A Lyon, le collectif Jamais sans toit en est déjà à sa centième occupation en sept ans. Depuis 2014, près d’une soixantaine d’établissements ont servi de refuges temporaires à plus de 450 enfants, sans toutefois parvenir à répondre à l’ensemble des besoins : malgré leur action, en plein hiver, 94 enfants sont toujours à la rue dans la métropole lyonnaise. A Strasbourg, un collectif d’enseignants et parents a fait de même. Un peu partout en France, souvent de façon informelle, des initiatives citoyennes cherchent des solutions en urgence.
Respecter l’unité familiale
En laissant ses enfants à la rue, la France ne respecte pas la convention internationale des droits de l’enfant et le code de l’action sociale et des familles qui prévoit que «toute personne en situation de détresse médicale, psychique et sociale a accès, à tout moment, à un dispositif d’hébergement d’urgence». S’agissant des personnes étrangères, cet accès à un hébergement n’est pas subordonné à une condition de régularité du séjour.
Cette situation ne peut plus durer. Nous, associations de lutte contre le mal-logement, parents d’élèves et citoyens engagés, appelons le 10 février à Lyon à la création d’un réseau citoyen d’alerte et d’entraide pour les familles d’enfants sans domicile.Equipes éducatives, parents, citoyens, utilisons notre vigilance collective pour interpeller les pouvoirs publics, faire respecter le droit inconditionnel à l’hébergement et au logement, et s’assurer qu’aucun enfant ne soit plus forcé de passer la nuit dehors.
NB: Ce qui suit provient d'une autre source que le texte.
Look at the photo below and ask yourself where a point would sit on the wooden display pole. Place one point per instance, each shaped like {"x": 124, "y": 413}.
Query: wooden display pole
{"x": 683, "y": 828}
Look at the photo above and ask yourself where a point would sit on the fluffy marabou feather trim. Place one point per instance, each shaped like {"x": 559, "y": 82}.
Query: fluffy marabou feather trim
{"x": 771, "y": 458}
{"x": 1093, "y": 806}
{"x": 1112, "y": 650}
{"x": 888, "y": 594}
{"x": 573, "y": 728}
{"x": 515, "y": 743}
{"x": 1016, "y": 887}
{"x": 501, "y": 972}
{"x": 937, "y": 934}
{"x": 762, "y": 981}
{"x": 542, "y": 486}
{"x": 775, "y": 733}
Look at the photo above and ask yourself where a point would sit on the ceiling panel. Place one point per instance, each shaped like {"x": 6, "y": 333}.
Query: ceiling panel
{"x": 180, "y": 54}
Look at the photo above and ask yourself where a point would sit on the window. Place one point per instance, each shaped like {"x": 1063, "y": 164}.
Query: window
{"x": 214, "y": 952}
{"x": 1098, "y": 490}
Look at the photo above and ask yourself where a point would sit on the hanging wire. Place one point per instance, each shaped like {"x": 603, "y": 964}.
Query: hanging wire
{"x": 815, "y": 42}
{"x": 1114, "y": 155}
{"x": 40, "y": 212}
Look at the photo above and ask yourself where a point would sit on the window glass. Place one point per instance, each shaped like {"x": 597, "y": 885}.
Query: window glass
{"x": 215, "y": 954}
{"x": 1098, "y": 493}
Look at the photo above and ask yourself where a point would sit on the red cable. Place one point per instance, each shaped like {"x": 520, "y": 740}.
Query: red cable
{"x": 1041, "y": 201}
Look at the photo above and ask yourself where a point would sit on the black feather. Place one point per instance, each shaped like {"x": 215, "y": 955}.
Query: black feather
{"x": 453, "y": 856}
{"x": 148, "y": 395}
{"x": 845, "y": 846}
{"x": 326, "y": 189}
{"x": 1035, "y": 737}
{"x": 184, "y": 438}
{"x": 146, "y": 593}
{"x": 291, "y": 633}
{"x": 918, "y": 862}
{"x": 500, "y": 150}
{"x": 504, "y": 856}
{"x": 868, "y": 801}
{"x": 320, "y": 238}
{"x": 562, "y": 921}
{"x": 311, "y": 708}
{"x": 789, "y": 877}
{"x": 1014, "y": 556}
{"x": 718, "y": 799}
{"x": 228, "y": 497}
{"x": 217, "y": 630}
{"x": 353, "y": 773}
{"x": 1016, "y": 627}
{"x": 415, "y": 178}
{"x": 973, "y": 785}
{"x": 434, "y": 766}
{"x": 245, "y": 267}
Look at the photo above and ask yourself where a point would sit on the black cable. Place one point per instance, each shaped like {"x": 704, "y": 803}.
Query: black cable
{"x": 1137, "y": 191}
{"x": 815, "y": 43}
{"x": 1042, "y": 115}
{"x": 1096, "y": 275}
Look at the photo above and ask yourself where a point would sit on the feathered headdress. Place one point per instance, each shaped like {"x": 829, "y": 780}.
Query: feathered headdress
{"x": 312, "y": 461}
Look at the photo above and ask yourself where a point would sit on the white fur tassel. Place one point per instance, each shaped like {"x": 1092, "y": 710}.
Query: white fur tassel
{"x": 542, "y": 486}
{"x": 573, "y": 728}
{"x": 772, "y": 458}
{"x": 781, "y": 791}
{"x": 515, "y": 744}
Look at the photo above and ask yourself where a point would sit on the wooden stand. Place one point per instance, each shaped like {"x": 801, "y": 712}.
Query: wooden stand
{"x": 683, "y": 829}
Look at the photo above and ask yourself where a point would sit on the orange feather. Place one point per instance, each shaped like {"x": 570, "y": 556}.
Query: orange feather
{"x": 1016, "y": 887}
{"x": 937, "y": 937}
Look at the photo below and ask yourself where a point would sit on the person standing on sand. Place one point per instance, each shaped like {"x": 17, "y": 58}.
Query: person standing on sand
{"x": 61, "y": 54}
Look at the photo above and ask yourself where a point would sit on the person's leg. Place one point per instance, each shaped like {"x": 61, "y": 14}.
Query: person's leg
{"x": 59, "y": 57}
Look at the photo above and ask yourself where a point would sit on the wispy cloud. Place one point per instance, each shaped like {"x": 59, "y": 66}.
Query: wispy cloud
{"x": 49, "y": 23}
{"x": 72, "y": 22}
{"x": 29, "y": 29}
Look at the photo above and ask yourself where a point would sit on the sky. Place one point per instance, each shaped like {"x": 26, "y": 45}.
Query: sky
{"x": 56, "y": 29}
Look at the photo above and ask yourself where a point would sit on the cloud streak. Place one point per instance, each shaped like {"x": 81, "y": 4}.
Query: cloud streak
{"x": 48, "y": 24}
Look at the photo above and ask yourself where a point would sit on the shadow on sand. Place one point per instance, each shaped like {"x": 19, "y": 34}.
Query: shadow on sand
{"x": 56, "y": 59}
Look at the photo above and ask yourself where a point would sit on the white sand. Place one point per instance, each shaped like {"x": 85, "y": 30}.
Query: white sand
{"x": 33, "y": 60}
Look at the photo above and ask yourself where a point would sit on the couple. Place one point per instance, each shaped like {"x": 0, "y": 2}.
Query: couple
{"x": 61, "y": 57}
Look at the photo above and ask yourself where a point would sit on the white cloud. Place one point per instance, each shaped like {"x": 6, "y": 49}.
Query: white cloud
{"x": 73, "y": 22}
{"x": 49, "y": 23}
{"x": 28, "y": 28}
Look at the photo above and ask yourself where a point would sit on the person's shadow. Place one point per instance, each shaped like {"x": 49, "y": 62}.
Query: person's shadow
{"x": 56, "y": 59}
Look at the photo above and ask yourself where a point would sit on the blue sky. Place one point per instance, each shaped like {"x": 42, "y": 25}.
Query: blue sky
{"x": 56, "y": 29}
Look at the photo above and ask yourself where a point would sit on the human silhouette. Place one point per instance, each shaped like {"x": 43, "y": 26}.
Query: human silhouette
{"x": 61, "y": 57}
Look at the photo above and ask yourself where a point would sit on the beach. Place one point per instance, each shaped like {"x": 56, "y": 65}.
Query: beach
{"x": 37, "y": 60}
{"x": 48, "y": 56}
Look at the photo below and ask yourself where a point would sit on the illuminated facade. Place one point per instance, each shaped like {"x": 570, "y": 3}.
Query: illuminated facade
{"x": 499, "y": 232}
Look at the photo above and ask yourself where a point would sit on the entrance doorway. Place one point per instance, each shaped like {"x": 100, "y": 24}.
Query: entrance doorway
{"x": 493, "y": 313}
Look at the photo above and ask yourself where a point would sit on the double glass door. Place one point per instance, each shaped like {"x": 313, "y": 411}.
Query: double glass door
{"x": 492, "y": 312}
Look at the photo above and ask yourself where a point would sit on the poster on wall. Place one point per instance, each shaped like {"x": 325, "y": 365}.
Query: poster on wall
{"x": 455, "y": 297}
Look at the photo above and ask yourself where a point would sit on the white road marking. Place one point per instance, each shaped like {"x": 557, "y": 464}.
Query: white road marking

La fin du sans-abrisme chez les enfants passe par la volonté politique d’appliquer un certain nombre de mesures : création de nouvelles places d’hébergement et de logements accessibles aux plus pauvres et permettant le respect de l’unité familiale, humanisation des structures d’hébergement, facilitation de l’accès aux droits des familles, renforcement du Logement d’abord,revalorisation des minima sociaux et des aides au logement (APL), assouplissement des régularisations de personnes à droits incomplets, pour enfin, leur permettre une stabilisation par le logement. En pleine campagne présidentielle, ce sujet doit mobiliser en urgence toutes les consciences en éveil dans ce pays. Nous ne pouvons plus fermer les yeux.